My First Friend on Facebook
Rini mencolokkan modemnya ke
laptop. Ia ingin membuat akun di Facebook, sebuah
situs jejaring sosial yang saat ini banyak digunakan. Tidak membutuhkan waktu
lama bagi Rini untuk membuat akun Facebook. Pembuatan akun Facebook pun selesai.
Welcome to Facebook, Rini. Step 1: find friends.
Rini
memasukkan beberapa nama dalam daftar pencariannya. Sebagian teman yang memakai
nama asli langsung ia temukan, namun ia mengalami kesulitan mencari
teman-temannya yang menggunakan nama samaran.
“Melly Meizalina. Aha, ini dia
orangnya,” seru Rini sambil meng-klik tuRinin ‘Add as a friend’.
“Hmm…siapa lagi ya?” pikirnya.
Tiba-tiba matanya tertuju pada suatu tuRinin.
Facebook suggestion. Here
are some people whom you may know:
Raditya Saputra, Fika Rianty, and
Irma Kusmiati.
“Wah,
dua cewek ini sih memang teman aku, tapi yang cowok ini siapa ya?”
Rini langsung menambahkan dua
temannya tadi lalu membuka halaman info Raditya Saputra, orang asing yang
disarankan oleh Facebook.
“Ih,
kok foto profilnya gambar tokoh kartun Detektif Conan sih? Nggak punya foto
sendiri apa?” Rini membaca biodata orang itu dengan seksama.

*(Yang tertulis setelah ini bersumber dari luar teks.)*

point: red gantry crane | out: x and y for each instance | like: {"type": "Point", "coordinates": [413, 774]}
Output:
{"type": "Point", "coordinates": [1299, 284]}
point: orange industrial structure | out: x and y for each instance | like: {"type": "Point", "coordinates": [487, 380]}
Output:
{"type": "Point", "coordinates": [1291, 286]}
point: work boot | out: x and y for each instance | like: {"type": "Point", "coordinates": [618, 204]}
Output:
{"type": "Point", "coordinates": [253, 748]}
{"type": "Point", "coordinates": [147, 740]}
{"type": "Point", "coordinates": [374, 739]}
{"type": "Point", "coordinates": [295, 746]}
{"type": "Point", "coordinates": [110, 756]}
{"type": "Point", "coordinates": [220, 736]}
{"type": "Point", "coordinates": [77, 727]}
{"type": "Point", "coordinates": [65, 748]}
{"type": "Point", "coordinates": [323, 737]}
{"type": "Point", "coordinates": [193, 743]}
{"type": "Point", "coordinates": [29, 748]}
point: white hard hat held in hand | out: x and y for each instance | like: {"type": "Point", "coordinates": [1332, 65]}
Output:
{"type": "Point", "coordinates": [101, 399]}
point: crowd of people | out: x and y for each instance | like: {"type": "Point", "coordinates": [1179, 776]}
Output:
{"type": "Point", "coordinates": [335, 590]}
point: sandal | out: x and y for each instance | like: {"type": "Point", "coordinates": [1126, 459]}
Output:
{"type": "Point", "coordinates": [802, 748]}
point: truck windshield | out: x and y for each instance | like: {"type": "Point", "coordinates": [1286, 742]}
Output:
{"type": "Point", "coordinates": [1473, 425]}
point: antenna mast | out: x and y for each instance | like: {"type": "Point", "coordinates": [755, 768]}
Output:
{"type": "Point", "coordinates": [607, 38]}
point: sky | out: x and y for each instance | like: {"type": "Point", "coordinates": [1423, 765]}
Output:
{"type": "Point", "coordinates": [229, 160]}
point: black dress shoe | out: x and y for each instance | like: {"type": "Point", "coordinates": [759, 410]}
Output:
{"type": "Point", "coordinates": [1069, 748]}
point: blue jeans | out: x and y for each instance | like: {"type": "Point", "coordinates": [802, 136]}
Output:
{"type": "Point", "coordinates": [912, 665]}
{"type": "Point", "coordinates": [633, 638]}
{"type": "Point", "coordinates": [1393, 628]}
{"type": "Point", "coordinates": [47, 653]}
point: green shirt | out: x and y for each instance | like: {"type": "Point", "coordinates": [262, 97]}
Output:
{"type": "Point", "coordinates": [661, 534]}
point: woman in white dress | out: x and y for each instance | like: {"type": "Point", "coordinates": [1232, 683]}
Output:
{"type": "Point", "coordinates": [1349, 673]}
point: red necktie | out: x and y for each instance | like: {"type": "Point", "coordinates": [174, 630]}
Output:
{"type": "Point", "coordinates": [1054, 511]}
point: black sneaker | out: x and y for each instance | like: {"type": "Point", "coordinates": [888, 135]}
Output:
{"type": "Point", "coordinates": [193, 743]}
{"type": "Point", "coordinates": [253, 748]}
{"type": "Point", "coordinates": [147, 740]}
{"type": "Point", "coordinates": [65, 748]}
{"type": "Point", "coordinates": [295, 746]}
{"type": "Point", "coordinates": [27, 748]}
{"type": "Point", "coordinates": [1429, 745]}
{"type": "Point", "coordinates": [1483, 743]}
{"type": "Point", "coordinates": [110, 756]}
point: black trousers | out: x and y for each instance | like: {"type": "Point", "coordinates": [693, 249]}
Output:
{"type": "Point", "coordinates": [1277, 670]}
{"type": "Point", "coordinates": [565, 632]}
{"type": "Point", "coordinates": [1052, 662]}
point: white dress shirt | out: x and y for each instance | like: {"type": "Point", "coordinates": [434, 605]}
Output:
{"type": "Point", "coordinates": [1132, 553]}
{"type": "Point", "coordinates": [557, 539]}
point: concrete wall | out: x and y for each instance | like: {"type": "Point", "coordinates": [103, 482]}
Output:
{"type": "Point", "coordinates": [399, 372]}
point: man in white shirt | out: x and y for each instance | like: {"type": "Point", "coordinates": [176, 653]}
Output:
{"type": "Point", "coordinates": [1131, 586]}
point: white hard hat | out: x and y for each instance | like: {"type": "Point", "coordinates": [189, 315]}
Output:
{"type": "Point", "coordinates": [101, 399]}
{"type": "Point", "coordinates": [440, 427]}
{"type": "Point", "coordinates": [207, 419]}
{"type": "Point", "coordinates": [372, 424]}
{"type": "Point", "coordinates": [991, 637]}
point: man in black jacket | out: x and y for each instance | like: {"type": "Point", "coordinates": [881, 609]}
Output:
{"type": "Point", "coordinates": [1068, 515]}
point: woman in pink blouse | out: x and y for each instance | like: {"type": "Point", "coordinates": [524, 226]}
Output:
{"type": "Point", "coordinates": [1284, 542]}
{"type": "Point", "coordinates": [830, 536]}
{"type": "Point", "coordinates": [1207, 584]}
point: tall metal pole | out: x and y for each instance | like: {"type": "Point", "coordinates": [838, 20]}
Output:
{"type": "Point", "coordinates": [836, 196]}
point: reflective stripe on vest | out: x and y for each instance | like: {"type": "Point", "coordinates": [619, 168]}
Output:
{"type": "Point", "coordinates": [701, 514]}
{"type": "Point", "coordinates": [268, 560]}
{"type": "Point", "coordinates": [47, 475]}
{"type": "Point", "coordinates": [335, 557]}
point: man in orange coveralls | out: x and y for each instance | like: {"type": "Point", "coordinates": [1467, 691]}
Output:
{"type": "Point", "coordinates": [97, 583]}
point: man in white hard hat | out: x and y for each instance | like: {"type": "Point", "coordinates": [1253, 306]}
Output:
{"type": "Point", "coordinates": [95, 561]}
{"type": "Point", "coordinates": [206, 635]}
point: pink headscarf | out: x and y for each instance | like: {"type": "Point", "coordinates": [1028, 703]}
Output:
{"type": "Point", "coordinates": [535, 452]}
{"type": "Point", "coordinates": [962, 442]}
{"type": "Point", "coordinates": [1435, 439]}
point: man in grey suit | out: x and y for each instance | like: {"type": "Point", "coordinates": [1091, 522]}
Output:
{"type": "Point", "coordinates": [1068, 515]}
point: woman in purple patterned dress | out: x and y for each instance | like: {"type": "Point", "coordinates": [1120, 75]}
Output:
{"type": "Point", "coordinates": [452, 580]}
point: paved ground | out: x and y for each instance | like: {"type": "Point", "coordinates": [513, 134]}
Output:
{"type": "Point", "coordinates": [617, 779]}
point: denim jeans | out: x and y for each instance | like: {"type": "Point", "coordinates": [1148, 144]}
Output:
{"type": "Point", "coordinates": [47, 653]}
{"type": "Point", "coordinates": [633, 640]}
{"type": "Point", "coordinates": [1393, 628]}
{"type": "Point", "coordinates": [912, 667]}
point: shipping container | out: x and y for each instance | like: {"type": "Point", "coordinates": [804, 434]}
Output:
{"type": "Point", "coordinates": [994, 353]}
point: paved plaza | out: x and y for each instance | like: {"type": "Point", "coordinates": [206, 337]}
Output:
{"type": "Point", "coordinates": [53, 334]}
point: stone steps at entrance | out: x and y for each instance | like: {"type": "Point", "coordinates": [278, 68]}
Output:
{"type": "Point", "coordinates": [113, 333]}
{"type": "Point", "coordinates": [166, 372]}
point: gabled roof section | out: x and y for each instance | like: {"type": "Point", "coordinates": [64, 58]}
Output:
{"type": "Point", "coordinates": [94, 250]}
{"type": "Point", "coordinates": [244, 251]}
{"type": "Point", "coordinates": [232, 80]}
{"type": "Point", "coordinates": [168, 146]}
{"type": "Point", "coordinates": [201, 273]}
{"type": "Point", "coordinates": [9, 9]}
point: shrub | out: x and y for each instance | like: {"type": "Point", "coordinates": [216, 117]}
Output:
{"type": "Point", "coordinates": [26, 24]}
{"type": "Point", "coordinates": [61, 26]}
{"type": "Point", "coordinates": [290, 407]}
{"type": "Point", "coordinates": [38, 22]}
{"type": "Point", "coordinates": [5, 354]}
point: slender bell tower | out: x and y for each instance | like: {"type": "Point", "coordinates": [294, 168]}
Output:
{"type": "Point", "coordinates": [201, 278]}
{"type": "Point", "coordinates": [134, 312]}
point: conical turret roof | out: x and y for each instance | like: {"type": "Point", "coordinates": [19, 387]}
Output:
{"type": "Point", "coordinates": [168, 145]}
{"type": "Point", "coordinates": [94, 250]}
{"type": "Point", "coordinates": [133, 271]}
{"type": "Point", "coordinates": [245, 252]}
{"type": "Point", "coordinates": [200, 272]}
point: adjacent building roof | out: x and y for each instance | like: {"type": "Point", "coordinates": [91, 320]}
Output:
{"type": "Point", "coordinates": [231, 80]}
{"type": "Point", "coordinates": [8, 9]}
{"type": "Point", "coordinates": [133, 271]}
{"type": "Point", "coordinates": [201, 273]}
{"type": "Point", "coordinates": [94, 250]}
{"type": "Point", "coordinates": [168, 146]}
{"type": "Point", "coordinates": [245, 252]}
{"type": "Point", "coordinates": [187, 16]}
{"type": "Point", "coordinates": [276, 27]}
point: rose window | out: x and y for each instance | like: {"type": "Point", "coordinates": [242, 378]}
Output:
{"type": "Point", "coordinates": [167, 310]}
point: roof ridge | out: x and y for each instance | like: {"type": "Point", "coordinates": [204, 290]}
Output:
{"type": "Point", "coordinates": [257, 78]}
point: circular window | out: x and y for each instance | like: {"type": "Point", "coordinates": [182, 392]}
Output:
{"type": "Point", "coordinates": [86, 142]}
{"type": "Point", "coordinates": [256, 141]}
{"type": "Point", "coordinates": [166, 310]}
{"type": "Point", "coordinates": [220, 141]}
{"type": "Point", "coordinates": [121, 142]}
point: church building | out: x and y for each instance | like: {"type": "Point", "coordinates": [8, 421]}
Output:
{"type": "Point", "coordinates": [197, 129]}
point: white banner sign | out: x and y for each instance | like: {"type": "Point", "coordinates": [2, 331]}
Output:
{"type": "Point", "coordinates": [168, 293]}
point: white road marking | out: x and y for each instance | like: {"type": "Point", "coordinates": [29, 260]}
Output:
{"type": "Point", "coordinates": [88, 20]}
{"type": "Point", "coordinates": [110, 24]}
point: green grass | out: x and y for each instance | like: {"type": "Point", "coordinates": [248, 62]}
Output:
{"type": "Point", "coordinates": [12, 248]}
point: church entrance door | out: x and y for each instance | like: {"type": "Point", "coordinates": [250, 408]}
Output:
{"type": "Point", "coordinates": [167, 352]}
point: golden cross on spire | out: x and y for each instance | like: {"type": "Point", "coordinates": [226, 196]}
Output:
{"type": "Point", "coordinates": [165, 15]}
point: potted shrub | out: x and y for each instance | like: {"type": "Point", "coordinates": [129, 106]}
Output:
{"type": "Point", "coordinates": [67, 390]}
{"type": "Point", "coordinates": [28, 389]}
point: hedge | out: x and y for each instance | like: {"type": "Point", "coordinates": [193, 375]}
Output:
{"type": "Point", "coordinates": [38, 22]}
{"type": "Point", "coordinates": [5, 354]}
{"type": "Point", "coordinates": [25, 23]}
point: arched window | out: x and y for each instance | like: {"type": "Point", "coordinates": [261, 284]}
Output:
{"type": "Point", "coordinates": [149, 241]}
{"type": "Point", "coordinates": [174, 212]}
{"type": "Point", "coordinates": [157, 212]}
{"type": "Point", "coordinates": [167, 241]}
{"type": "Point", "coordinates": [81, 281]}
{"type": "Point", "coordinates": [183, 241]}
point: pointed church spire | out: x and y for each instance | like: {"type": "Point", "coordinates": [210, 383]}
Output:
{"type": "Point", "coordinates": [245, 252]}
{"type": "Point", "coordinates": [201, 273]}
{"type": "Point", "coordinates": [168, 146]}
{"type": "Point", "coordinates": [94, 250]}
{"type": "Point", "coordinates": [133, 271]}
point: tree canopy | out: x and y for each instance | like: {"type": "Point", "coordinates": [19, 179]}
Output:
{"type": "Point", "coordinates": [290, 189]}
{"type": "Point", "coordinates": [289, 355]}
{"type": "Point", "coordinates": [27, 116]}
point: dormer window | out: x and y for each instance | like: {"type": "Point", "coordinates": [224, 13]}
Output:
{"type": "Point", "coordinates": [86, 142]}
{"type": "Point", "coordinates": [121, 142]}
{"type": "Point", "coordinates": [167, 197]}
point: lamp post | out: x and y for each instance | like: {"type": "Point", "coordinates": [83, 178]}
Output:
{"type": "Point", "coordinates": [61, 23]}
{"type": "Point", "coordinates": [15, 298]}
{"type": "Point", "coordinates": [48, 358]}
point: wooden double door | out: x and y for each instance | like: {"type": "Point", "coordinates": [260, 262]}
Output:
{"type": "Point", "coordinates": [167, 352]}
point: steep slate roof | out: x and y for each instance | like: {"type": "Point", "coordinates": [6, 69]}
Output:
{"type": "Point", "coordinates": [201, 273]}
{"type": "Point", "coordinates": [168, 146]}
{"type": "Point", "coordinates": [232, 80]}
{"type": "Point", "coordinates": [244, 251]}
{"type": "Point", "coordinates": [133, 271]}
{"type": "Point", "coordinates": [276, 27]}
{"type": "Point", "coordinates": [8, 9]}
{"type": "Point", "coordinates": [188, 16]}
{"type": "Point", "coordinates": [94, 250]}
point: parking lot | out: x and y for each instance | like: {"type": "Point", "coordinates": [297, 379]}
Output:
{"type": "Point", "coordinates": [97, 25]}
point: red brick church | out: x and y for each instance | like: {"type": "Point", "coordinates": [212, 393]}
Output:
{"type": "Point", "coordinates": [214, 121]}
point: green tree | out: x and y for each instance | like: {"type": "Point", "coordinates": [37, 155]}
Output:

“Statusnya single, agamanya Islam, hobinya baca buku, makanan kesukaannya sate
padang, sifatnya ramah, murah senyum, dan humoris. Wah, banyak kesamaan nih
dengan aku. Sayang, nih orang gak punya album. Tambahkan saja ah, siapa tahu
cakep,” gumam Rini sambil meng-klik ‘add
as friend.’
“Cukup sudah, sekarang tinggal menunggu
konfirmasi dari mereka,” pikirnya sambil meng-klik ‘logout’ dan mematikan komputer.
Malam menjelang, Rini kembali menyalakan
laptopnya dan masuk ke Facebook.
‘One new notification,’
Rini segera meng-kliknya. ‘Raditya
Raputra accepted your friend request.’
Ternyata
orang yang mengkonfirmasi dan menjadi teman pertamanya di Facebook adalah orang yang sama sekali
tidak dikenalnya. Rini menulis di dinding
lelaki tersebut.
‘Makasih
ya atas konfirmasinya. Aku Rini Irmaria, salam kenal.'
Keesokan
harinya Rini kembali membuka akunnya. Kali ini dia mendapat 4 pemberitahuan baru.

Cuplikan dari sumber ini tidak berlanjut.